Beim gestrigen Glückssieg konnte auch der rosarote Zwicker nichts mehr retten, er wurde stumpf, zerkratzt, zertreten. Die neunzig Minuten fühlten sich an wie fünf Saunagänge zu viel mit anschließender Bestrafung durch stundenlanges Kneipen.

Nachdem einige Favoritinnen dieser WM in den ersten Spielen ihre Favoritinnenrolle anscheinend noch verheimlichen wollten, dachte sich das deutsche Team wohl, das sei DIE Strategie des Turniers. Nicht zu gut spielen, damit die anderen keine von den geheimen Finten, Tricks und Qualitäten ausspionieren können. Oder wie erklärt sich die magere Darstellung auf dem Platz?

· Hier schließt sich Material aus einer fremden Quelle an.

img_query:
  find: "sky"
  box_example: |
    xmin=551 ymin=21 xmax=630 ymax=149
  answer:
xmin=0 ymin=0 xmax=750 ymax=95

Hier eine andere Theorie: Das deutsche Team ist mit der Aura der einzigen Favoritinnen dieser WM in das Turnier gegangen und war auf ungebrochenen Respekt eingestellt. Pressing der Gegnerinnen also frühestens ab der Mittellinie. Die Verzweiflung war Nadine Angerer anzusehen, als sie immer wieder nach den nicht vorhandenen Anspielstationen suchte. Keine Freiräume für die Innenverteidigung zum Spielaufbau. Keine Freiräume für das Mittelfeld zum schnellen Angriff und breitem Spiel. Keine Freiräume für die Stürmerinnen zum Torschuß. Anscheinend eine Überraschung, die das gesamte Spiel des Teams aus dem Konzept brachte - den Atem der Gegnerinnen stets im Nacken, sind sie das nicht mehr gewöhnt?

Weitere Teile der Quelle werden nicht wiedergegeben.